Sunday, August 20, 2006

Canadian Index of Happiness

A new Canadian index will gauge how people are faring overall, not just how much they're spending.

The Canadian Index of Wellbeing will be far more accurate than its economic cousin, the gross domestic product, says Roy Romanow, who was in Toronto last week to present it at the United Way of Canada conference. "(The GDP) tells us how much total income we are producing, but tells us nothing about how that income is distributed," said Romanow, the former Saskatchewan premier who chaired the 2002 commission into medicare. The index has been five years in the making, and some of its first quarterly figures are due to be published in the fall.

"When the single most influential national lens that we use to measure our progress and wellbeing as a country is confined to a narrow set of economic indicators, it sends inaccurate and even dangerous signals to policy makers." The gross domestic product is driven skyward when bad things happen and money is spent to fix the problems, Romanow said. Problems like the Quebec ice storm, traffic accidents, street crime, deforestation. But the Canadian Index of Wellbeing is driven down by negative things like crime, poor health and unaffordable tuition.

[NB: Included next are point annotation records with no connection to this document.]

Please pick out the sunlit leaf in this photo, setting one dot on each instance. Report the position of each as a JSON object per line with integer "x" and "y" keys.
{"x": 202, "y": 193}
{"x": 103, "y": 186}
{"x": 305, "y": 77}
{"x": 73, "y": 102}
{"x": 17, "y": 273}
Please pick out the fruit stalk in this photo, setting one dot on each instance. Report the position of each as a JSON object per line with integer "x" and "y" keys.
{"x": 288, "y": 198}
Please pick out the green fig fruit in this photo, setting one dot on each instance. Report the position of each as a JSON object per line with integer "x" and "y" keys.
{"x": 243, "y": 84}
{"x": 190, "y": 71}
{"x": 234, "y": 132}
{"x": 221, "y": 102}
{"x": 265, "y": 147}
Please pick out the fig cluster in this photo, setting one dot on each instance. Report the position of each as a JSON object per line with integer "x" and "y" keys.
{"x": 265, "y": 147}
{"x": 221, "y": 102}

The index takes its cue from countries like the Himalayan kingdom of Bhutan, where the government measures the level of satisfaction among its populace and attempts to shape public policy to better those levels. In Canada, a national working group of about 20 organizations was convened with funding from the Atkinson Charitable Foundation. "We, along with others, had been doing this work in a very scattered way," said Ron Colman, executive director of Genuine Progress Index Atlantic, a non-profit organization that had been developing a wellbeing index for Nova Scotia. "What the Atkinson foundation did is bring everybody together." Measuring the level of life satisfaction among the people of a country is certainly not confined to Bhutan, although it was there that the king declared in 1972 that "the Gross National Happiness is more important than GrossNational Product."

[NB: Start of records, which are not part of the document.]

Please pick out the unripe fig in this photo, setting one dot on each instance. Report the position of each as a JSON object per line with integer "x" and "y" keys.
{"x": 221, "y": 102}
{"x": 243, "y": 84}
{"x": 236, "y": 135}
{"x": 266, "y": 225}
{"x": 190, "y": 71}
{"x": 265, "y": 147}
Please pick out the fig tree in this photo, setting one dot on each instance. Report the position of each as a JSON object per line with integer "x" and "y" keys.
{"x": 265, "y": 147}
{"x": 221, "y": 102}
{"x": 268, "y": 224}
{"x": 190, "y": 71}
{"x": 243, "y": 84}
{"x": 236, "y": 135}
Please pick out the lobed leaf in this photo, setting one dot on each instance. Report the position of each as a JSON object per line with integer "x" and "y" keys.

New Zealand also produces national reports on the wellbeing of its citizens, which are often taken into account by the government in making decisions.

Colman says the Canadian group is learning from the models of New Zealand and Bhutan how to best ensure the government, which has no real connection to the wellbeing index, acts on what the data indicate Canadians are experiencing.

"We're learning how to push this further along on the public policy agenda," he said. "But they are also learning from us that there is strength in having data come from an independent source."

Researchers across the globe have been attempting for decades to find a formula that objectively measures how satisfied people are with their lives, without much concrete success.

Dutch professor Ruut Veenhoven, a highly regarded researcher in positive psychology - the study of what makes us happy and why - has for 20 years been working on the World Database of Happiness. He has found that, although the most prosperous nations tend to score higher than the poorest ones, there are exceptions. El Salvador for instance ranks 7 2 out of 10 the same as Great Britain Salvador, for instance, ranks 7.2 out of 10, the same as Great Britain.

Veenhoven's research was largely based on people's own judgments of how satisfied they are with their lives. The Canadian Index of Wellbeing will be calculated based on data gathered by about 20 researchers, from Statistics Canada, Environment Canada and researchers from several universities.

While it's unavoidable some self-reported data will be used, researchers are planning to take into account harder numbers, such as the costs of education and of everyday essentials.

"This is not a feel-good type of self-survey," said Charles Pascal, executive director of the Atkinson foundation. "This is using data to measure, in a very tangible way, the things that matter to Canadians."

The working group will measure areas such as living standards, health and welfare and levels of political engagement.

Said Dr. Robert McMurtry, a London physician who also serves on the Health Council of Canada: "I can remember the days when you didn't have so many people who couldn't afford higher education, when you felt a lot safer walking the streets at night and when pollution wasn't such a problem. I'd like to see us have a standard by which we can measure whether these things - which are so important to us - are going upwards or downwards."